Let's Eat Out Around the World Gluten Free and Allergy Free by Alessio Fasano
Author:Alessio Fasano
Language: eng
Format: epub
Publisher: Springer Publishing Company
Traditional Ingredients
The French are certainly adventurous eaters. Their creative and innovative culinary palate includes everything from saffron to snails. Vegetables play a huge role in French dining along with meat and poultry, but exotic ingredients like frog legs, calf brains and foies gras are just as important. In fact, the most unusual menu items you will encounter in a restaurant are usually quite common to the French.
The French are adventurous eaters and vegetables play a huge role in French dining.
Asparagus, artichokes, green beans, many types of lettuce, leeks, olives, onions, potatoes and tomatoes are common vegetables. Herbs include basil, fennel, laurel, lavender, marjoram, rosemary, savory, tarragon and thyme.
Beef, chicken, duck, lamb, pork and seafood provide the majority of protein in French food and their desserts are widely considered some of the best in the world. Cheese is a big part of the French diet and plays an important role in their cuisine. There are more varieties of cheese in France than there are days in the year! Brie and Camembert are well known soft cheeses. Chèvre is cheese made from goats’ milk that is sweet and creamy when fresh, yet grows to be salty and hard as it ages. Roquefort is one of the more common blue cheeses. When traveling in France, every area you visit will have a local specialty cheese that is prized by its inhabitants.

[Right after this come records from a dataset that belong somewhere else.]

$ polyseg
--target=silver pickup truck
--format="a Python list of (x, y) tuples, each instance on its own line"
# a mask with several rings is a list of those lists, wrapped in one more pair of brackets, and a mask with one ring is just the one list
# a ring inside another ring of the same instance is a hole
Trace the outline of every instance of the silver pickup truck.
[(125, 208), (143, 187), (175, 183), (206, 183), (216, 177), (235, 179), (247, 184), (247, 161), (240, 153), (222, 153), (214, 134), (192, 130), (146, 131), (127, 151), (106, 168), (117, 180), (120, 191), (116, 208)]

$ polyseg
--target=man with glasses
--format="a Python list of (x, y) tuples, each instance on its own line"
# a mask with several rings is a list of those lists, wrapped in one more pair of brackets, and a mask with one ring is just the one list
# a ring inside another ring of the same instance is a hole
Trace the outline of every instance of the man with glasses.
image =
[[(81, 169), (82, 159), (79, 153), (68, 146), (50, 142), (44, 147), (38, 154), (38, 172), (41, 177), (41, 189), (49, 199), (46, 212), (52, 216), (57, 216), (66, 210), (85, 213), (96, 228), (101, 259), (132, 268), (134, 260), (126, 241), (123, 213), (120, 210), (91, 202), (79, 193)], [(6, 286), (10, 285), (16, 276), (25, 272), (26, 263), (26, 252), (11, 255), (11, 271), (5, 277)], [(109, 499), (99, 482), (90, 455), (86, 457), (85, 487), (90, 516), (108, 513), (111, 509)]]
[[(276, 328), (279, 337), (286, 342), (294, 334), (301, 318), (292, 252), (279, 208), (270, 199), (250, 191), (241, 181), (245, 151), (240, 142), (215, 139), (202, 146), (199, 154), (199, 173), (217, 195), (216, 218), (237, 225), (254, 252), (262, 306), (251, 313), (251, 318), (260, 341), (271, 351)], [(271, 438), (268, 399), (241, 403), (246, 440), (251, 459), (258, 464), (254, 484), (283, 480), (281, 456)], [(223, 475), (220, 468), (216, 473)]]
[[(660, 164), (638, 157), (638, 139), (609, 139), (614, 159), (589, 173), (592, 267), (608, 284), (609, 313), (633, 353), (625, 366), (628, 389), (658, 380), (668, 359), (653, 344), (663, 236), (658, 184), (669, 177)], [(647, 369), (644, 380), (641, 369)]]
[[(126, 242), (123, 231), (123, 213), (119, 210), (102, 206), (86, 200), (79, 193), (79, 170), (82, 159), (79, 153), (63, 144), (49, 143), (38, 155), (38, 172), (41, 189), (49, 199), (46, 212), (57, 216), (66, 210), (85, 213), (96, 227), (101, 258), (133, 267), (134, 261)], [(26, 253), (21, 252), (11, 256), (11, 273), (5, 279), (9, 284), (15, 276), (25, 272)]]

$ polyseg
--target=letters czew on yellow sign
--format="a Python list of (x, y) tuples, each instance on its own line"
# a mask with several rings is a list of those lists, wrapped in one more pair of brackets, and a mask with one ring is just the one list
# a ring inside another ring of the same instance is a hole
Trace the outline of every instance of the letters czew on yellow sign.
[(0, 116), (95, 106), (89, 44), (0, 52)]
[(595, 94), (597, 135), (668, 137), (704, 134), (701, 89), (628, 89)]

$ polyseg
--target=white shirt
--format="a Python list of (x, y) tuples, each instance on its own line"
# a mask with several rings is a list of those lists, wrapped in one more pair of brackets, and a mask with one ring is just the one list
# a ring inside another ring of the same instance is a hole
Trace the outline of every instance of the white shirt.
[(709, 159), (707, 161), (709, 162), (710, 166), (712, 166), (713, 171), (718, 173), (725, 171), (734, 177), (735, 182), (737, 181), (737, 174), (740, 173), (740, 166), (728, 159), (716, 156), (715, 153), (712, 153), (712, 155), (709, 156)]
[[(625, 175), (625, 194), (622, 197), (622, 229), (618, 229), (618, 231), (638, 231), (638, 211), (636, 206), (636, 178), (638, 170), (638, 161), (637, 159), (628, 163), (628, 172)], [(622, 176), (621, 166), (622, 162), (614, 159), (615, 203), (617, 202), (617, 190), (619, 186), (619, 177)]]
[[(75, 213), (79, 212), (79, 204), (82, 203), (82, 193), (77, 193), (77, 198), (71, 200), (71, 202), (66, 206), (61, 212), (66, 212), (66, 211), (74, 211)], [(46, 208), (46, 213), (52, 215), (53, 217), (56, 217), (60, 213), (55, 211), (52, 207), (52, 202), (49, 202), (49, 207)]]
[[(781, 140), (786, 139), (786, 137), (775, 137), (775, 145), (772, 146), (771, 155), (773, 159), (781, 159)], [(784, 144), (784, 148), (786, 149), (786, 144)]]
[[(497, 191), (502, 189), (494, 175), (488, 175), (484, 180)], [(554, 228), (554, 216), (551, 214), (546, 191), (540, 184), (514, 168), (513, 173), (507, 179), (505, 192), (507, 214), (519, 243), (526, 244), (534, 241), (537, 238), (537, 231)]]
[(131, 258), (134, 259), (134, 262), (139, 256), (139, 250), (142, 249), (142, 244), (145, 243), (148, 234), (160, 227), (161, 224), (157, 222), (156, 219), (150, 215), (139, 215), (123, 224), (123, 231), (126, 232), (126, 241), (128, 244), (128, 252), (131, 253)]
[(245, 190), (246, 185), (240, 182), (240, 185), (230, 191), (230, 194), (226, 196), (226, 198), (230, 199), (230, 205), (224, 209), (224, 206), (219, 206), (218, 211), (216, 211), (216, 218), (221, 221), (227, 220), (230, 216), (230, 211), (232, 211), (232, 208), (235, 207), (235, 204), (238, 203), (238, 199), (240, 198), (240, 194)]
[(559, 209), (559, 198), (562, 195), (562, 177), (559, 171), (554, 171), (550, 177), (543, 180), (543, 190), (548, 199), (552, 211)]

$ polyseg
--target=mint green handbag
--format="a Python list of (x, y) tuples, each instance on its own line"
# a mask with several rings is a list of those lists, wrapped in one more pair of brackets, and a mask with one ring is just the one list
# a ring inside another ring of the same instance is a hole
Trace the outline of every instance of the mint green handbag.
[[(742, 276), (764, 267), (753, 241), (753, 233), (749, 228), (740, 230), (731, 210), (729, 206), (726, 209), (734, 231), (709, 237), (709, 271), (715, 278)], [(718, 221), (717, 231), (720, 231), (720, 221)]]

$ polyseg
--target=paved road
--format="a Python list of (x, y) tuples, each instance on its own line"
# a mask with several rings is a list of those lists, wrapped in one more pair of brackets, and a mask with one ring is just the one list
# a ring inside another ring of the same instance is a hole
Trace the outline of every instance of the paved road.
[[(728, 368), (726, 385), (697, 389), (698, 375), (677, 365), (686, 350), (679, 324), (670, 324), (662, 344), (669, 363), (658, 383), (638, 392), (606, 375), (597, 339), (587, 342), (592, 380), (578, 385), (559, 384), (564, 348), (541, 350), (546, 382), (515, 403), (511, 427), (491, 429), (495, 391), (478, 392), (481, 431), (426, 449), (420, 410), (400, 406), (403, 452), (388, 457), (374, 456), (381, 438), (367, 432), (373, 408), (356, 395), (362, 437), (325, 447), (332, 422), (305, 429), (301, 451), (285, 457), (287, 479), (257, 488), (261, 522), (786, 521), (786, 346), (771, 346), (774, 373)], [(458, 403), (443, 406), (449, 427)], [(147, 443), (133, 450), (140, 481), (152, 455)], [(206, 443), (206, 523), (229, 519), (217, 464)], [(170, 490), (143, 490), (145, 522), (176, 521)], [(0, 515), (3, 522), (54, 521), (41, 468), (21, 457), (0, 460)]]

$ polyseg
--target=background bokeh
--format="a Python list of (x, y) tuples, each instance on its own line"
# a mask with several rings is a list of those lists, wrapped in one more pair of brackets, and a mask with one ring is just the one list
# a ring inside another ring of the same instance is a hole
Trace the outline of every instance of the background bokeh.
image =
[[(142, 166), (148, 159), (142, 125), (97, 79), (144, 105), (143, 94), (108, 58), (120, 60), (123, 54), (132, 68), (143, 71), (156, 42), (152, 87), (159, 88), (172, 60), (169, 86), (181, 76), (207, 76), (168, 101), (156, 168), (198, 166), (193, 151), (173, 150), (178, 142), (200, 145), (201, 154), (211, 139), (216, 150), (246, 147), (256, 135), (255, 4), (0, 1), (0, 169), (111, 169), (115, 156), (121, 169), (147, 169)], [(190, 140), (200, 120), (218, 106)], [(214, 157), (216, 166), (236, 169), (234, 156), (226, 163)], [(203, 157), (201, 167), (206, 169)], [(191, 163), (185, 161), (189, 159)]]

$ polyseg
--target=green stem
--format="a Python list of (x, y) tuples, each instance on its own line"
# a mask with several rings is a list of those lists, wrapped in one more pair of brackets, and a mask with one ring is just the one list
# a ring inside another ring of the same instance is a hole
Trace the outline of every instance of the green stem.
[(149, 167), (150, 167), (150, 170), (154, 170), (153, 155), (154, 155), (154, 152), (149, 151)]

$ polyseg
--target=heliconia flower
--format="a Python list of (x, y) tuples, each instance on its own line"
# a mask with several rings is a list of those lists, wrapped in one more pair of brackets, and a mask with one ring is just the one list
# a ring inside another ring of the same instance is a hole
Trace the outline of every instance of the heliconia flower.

Like the Italians, the French have been drinking wine for hundreds of years. Wine is to the French what tea is to the English and Chinese. Most people drink it as part of their daily routine, preserving a nationalistic sense of decorum as part of the French culture. Not only do the French drink wine with most meals, but it is used regularly in food preparation. Wines in France are classified by appellation, a term that refers to a viticulture region distinguished by geographical features which produce wines with shared characteristics. The Bordeaux region is held in high regard for its production of some of the world’s finest red wine. The wines of Alsace are sweeter and generally revolve around white grape varietals. Champagne is known, of course, for its production of sparkling wines, while wines of Burgundy display a lighter viscosity and subtle flavors.